Skip to main content

Model weight compression and streaming decode library

Project description

helix-substrate

Model weight compression and streaming decode library. Compress neural network weights into a compact format (CDNA), then run matrix operations directly from the compressed representation — without ever loading the full weight matrix into memory.

What it does

  1. CDNA Format — Quantize model weights into a 256-entry codebook + uint8 indices, with per-block brotli compression and SHA256 verification.

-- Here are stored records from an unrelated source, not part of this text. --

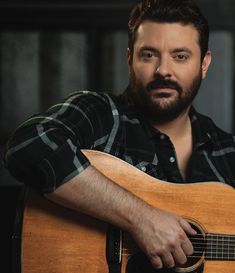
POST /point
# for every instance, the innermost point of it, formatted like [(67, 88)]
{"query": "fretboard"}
[(219, 247)]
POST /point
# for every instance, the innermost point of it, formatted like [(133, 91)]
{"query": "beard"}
[(162, 107)]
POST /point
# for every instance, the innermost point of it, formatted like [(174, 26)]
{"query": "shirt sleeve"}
[(45, 151)]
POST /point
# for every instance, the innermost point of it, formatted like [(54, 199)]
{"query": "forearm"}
[(92, 193)]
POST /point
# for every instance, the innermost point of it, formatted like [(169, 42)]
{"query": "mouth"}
[(163, 91)]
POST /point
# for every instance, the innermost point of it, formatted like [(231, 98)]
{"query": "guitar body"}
[(58, 240)]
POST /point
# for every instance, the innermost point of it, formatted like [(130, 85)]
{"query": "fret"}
[(220, 247)]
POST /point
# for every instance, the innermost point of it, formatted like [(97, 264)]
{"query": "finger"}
[(156, 262), (187, 227), (187, 247), (168, 260), (179, 256)]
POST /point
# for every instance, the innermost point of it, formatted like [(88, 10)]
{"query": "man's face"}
[(166, 69)]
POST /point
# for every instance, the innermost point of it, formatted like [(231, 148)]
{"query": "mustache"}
[(163, 83)]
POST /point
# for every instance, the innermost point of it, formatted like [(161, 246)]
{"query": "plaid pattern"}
[(45, 150)]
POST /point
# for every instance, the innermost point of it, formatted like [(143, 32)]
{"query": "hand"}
[(163, 237)]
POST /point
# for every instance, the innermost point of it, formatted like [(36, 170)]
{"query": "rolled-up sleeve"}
[(45, 151)]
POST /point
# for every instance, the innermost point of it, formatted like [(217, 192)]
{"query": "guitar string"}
[(199, 255)]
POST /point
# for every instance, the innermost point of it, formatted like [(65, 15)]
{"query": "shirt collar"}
[(200, 127)]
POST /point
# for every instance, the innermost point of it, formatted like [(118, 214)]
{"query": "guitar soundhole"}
[(138, 263)]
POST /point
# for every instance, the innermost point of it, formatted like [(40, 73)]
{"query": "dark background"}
[(51, 48)]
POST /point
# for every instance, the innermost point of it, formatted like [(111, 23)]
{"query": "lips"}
[(163, 86)]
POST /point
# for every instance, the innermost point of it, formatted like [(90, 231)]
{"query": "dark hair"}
[(168, 11)]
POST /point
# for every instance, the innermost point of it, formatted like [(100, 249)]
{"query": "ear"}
[(206, 63), (129, 60)]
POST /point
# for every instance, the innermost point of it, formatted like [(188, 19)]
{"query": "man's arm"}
[(160, 234)]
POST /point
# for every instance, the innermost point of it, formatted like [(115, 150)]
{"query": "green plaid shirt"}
[(45, 151)]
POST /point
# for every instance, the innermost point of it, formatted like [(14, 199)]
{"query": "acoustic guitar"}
[(54, 239)]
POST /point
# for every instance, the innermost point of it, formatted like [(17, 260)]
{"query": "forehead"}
[(167, 35)]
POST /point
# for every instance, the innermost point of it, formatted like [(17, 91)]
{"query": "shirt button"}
[(172, 159), (143, 169)]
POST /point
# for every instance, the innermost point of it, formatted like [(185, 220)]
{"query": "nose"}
[(164, 68)]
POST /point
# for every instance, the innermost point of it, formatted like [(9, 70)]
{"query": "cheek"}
[(143, 74)]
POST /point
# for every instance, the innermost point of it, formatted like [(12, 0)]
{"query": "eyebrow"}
[(175, 50), (182, 49)]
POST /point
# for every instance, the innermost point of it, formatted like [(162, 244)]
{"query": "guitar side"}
[(58, 240)]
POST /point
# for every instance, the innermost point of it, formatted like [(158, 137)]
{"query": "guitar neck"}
[(220, 247)]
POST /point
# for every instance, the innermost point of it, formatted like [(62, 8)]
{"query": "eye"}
[(147, 55), (181, 57)]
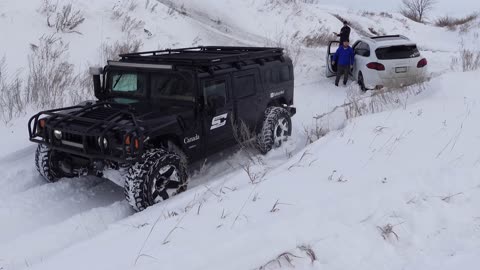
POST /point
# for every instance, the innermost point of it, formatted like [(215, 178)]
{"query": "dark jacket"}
[(344, 34), (344, 56)]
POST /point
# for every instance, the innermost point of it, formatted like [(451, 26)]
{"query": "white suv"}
[(383, 61)]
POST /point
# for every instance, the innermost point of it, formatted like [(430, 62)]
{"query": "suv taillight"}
[(422, 63), (375, 66)]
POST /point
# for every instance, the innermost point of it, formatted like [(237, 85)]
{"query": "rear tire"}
[(47, 164), (276, 128), (159, 176)]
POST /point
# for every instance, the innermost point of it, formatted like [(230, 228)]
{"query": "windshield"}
[(123, 83), (397, 52), (173, 85)]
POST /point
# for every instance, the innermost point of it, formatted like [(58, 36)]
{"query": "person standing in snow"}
[(345, 57), (344, 33)]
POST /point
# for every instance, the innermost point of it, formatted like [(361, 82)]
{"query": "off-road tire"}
[(142, 176), (45, 165), (266, 139)]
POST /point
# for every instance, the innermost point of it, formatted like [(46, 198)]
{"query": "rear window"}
[(397, 52)]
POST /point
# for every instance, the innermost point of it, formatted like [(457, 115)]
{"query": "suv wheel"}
[(159, 176), (276, 128), (47, 163)]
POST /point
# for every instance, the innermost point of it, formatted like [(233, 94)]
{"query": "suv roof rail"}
[(205, 56), (390, 36)]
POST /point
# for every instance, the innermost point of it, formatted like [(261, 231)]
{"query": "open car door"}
[(331, 70)]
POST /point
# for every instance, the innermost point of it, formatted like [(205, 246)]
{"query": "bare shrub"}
[(11, 102), (354, 25), (112, 51), (287, 258), (314, 133), (321, 37), (48, 7), (84, 88), (130, 24), (468, 60), (452, 23), (416, 10), (122, 11), (66, 20), (387, 231), (51, 75)]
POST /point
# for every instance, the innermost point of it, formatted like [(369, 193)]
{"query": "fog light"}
[(57, 134), (103, 143)]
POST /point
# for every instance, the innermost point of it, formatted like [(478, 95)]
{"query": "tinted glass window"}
[(172, 86), (127, 83), (397, 52), (245, 86), (285, 74), (362, 49), (215, 93)]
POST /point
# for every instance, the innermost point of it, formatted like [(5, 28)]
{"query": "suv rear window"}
[(397, 52)]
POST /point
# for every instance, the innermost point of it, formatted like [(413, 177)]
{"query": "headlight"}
[(103, 143), (57, 134)]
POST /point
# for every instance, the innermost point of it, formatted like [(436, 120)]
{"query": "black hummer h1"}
[(156, 111)]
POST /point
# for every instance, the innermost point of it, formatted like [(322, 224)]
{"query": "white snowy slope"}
[(415, 167)]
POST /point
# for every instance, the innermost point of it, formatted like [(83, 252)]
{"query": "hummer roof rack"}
[(205, 56)]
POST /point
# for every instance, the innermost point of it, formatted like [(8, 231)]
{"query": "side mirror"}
[(96, 72)]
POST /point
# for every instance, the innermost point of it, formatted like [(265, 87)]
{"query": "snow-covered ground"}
[(414, 167)]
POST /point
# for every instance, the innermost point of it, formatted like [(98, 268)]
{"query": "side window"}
[(285, 74), (367, 49), (268, 76), (127, 83), (362, 49), (244, 86), (172, 86), (215, 93)]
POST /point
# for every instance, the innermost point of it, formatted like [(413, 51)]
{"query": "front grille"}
[(101, 113), (74, 140)]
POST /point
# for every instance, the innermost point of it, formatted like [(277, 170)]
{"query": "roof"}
[(208, 56), (390, 40)]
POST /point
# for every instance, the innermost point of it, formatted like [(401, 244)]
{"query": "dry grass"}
[(452, 23), (51, 76), (122, 12), (468, 60), (288, 258), (11, 99), (65, 19)]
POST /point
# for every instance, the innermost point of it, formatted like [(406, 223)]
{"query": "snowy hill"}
[(398, 189)]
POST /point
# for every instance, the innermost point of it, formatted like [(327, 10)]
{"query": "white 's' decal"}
[(219, 121)]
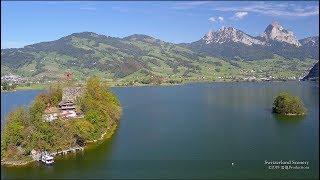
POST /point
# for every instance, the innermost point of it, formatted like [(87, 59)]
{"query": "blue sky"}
[(24, 23)]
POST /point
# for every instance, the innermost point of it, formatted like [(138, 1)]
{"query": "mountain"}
[(224, 54), (275, 32), (231, 43), (313, 73), (230, 34)]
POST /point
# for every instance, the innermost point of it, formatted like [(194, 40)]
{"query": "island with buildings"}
[(63, 119), (287, 104)]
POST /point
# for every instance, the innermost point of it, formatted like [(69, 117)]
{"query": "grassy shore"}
[(27, 160)]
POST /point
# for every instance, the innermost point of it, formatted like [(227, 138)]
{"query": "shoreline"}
[(104, 136), (160, 85)]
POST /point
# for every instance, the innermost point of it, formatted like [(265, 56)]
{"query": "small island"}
[(287, 104), (64, 117)]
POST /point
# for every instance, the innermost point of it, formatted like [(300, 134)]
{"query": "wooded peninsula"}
[(63, 117)]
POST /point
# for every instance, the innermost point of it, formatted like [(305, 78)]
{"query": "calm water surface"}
[(190, 131)]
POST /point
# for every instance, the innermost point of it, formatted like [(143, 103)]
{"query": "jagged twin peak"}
[(274, 32), (277, 33), (230, 34)]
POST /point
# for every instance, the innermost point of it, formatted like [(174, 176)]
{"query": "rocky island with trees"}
[(53, 122), (287, 104)]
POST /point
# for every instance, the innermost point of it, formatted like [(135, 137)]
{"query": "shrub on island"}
[(287, 104)]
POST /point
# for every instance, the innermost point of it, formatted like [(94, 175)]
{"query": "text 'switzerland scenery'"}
[(160, 90)]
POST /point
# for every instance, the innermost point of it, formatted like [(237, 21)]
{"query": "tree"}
[(287, 104)]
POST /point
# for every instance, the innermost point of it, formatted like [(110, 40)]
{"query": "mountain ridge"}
[(141, 56)]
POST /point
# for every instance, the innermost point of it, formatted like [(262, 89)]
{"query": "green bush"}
[(287, 104)]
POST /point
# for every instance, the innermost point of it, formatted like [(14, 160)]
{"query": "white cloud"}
[(212, 19), (280, 9), (189, 5), (240, 15), (216, 19), (88, 8)]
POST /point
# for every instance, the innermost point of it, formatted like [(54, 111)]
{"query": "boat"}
[(47, 158)]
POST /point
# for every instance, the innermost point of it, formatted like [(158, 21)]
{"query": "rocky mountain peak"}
[(275, 32), (230, 34)]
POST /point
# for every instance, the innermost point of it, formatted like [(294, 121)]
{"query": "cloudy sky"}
[(25, 23)]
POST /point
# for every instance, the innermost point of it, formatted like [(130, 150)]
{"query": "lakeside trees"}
[(26, 129), (287, 104)]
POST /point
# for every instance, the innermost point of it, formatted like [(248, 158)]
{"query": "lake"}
[(193, 131)]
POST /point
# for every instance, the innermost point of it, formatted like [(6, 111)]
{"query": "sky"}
[(24, 23)]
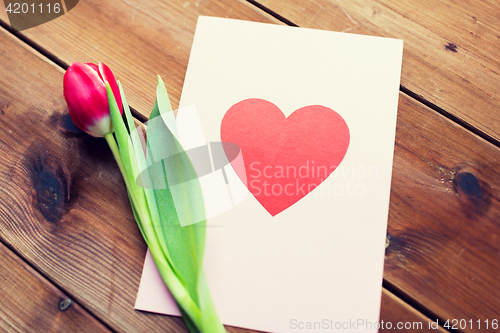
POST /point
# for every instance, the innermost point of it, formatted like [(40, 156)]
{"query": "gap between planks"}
[(48, 56), (402, 88), (54, 284)]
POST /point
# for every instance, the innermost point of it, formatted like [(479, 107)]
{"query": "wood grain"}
[(402, 317), (30, 303), (136, 39), (77, 226), (444, 236), (451, 55), (444, 231)]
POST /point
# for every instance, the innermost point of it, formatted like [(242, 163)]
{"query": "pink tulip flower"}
[(85, 94)]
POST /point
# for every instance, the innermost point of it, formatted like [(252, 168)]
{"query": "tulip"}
[(85, 94)]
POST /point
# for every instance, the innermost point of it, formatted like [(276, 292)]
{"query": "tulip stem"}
[(176, 287)]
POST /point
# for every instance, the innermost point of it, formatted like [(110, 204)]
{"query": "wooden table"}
[(71, 253)]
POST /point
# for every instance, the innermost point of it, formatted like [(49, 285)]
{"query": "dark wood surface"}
[(444, 231)]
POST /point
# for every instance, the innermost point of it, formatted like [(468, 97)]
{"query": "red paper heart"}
[(284, 158)]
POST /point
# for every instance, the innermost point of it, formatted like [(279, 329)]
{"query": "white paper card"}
[(318, 263)]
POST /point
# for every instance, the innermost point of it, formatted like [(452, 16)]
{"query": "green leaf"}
[(180, 201)]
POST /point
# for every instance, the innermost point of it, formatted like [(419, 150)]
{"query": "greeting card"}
[(291, 133)]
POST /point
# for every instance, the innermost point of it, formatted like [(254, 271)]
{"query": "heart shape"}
[(284, 158)]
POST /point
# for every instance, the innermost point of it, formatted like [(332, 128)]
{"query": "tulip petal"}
[(85, 94), (107, 75)]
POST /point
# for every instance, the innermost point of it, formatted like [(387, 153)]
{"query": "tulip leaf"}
[(180, 201)]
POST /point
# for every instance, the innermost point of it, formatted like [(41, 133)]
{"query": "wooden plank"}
[(30, 303), (136, 39), (444, 235), (397, 315), (63, 206), (451, 53), (87, 241)]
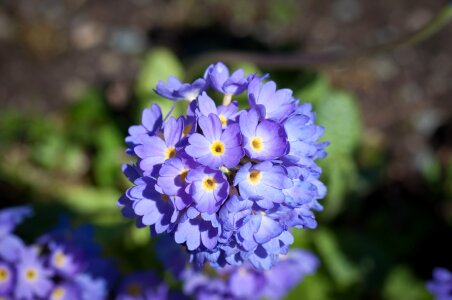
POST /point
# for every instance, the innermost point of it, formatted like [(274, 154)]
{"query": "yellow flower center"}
[(183, 175), (257, 144), (4, 274), (31, 274), (58, 293), (224, 120), (217, 148), (209, 184), (59, 259), (170, 152), (186, 130), (254, 177)]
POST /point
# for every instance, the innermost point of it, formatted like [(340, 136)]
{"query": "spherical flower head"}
[(227, 184), (142, 286), (262, 139), (65, 291), (441, 284), (220, 79), (33, 279), (6, 278), (263, 183), (226, 113), (198, 230), (155, 150), (64, 262), (215, 147), (176, 90), (155, 208), (208, 187)]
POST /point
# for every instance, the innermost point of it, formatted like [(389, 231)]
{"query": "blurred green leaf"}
[(158, 64), (401, 284), (338, 112), (343, 272)]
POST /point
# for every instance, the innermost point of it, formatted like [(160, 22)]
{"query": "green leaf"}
[(343, 271), (401, 284)]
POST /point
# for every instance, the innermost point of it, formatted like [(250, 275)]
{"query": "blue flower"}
[(208, 187), (263, 183), (227, 184), (7, 278), (175, 90), (262, 140), (155, 150), (216, 147), (151, 124), (33, 278), (441, 284)]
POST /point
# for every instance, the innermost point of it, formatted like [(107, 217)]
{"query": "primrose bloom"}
[(247, 282), (229, 184)]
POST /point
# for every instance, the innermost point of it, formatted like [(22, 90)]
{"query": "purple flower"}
[(151, 124), (225, 113), (33, 279), (6, 278), (441, 284), (175, 90), (208, 187), (262, 140), (63, 262), (290, 270), (172, 181), (142, 286), (220, 79), (65, 291), (263, 183), (215, 147), (274, 104), (90, 287), (155, 150)]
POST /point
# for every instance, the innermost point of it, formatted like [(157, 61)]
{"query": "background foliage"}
[(381, 233)]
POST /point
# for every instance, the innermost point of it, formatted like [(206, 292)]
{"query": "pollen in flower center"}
[(58, 293), (31, 274), (209, 184), (170, 152), (4, 275), (224, 120), (217, 148), (256, 144), (59, 259), (254, 177)]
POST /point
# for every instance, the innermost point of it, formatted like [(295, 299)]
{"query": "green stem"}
[(296, 61)]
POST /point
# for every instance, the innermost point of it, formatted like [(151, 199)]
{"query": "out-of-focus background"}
[(74, 74)]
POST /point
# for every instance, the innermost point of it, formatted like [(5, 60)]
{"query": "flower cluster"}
[(441, 284), (64, 264), (228, 184), (246, 282)]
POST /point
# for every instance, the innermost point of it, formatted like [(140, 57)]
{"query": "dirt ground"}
[(50, 50)]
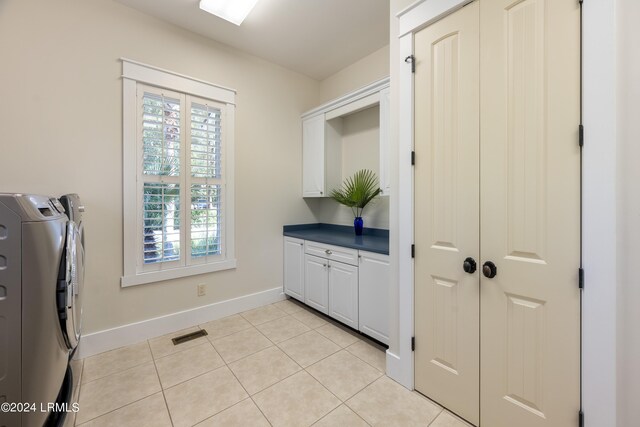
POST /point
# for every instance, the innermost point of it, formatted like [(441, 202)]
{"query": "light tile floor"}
[(278, 365)]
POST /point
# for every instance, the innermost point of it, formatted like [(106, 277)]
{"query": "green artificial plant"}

  2. Streaming Block Decode — Compute Y = X @ W where W is stored in CDNA format. W is never fully loaded. Instead, blocks of rows are decompressed one at a time, multiplied against the corresponding slice of X, and accumulated.

  3. Structural Entropy (Se) Routing — Measure tensor complexity via Se = H × U × D (entropy × unstructuredness × rank depth). The Se score maps to a compute routing decision: simple tensors → CPU, parallel tensors → GPU, complex unstructured tensors → QPU.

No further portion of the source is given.